A single result in a show means very little - you will go under all-rounders and breed specialists and then gundog specialists who will sit inbetween the others - I can remember when I started showing my eldest show girl - she had a couple of OK results, then at 8 months, she swept the board under a gundog specialist winning Best of Breed, Best AV Gundog puppy, Best AV Gundog Open, last 8 in Best in Show and Best puppy in show - the following day we went to another show and got 4th out of 4 - the joys of showing :lol: she didn't fully mature till she was 2.5 so we had a long wait (then in her prime, she went and badly injured her leg  )

Open shows have closing dates from an absolute minimum of 2 weeks (KC ruling) up to 6/7 weeks - and if you are intending to start soon, then start looking at shows now because closing dates will tend to extend over the spring and summer period as printers get busier etc etc - same for Limit shows - and both are usually very reasonably priced to enter - if you are enteirng Limit shows, then you have to pay up as a member when you enter (usually no more than a pound or two)

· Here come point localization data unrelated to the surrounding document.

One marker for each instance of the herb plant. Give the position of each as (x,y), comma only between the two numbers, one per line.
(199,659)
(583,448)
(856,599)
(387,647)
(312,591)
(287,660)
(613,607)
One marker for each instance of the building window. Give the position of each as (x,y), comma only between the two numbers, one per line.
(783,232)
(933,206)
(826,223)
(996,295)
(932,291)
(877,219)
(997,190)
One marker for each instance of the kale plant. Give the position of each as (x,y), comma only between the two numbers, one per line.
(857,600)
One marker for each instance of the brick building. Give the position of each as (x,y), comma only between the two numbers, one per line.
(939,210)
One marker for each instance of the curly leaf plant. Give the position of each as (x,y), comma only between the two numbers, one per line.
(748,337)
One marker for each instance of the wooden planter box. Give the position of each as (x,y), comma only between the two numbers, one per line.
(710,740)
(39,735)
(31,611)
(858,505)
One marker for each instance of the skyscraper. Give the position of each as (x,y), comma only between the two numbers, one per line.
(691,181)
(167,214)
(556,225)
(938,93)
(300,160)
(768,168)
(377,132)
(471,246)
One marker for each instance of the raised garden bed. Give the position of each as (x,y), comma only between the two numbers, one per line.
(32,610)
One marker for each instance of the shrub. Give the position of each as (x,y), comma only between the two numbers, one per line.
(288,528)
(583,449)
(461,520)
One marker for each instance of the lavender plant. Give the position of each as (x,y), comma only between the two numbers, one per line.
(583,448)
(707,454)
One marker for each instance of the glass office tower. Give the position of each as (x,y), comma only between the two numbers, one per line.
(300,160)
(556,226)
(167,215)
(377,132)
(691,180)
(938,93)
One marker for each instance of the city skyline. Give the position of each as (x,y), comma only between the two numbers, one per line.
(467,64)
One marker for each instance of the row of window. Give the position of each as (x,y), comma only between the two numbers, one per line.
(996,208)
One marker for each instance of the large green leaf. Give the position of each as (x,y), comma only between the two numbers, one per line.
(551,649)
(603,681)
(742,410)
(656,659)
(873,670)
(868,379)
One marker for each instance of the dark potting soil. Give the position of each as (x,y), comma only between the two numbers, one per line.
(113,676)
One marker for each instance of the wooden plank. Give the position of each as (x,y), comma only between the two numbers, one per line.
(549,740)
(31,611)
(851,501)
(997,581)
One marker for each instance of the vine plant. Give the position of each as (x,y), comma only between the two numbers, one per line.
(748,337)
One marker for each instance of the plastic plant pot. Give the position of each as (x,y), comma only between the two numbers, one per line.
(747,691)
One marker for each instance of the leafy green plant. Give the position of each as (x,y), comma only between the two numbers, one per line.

You may well have said how old your girl is - my apologies if I have missed it - but if you do want to show and your girl is still young, then wait for her to mature and have at least one season (and possibly two) before you neuter her - the girl I was talking about above had two seasons before she really came into her own.


----------



## CockersIndie (Dec 14, 2011)

that's ok- i am all new to this so it's great to be learning!thanks for all that advice swarthy- im definitely going to have a dabble! she's 7 months at the moment, and we're definitely going to let her have at least one season, if not two, depending on how she matures. 

the breeder herself didnt show so her mum wasn't a show dog. but her dad had moderate successes, think was RCC welsh gundog etc so she has some 'show' blood which was what made me think she might have some potential and it would be a shame not to dabble and see! 

but yes i do now realise the different levels of judging etc so i'll see how she takes to classes and the ring to start with and then progress onto open shows. it's nice to hear your bitch did so well! i've found a ringcraft class really close to me so i've just to organise myself and get down there! it's all very daunting though!


----------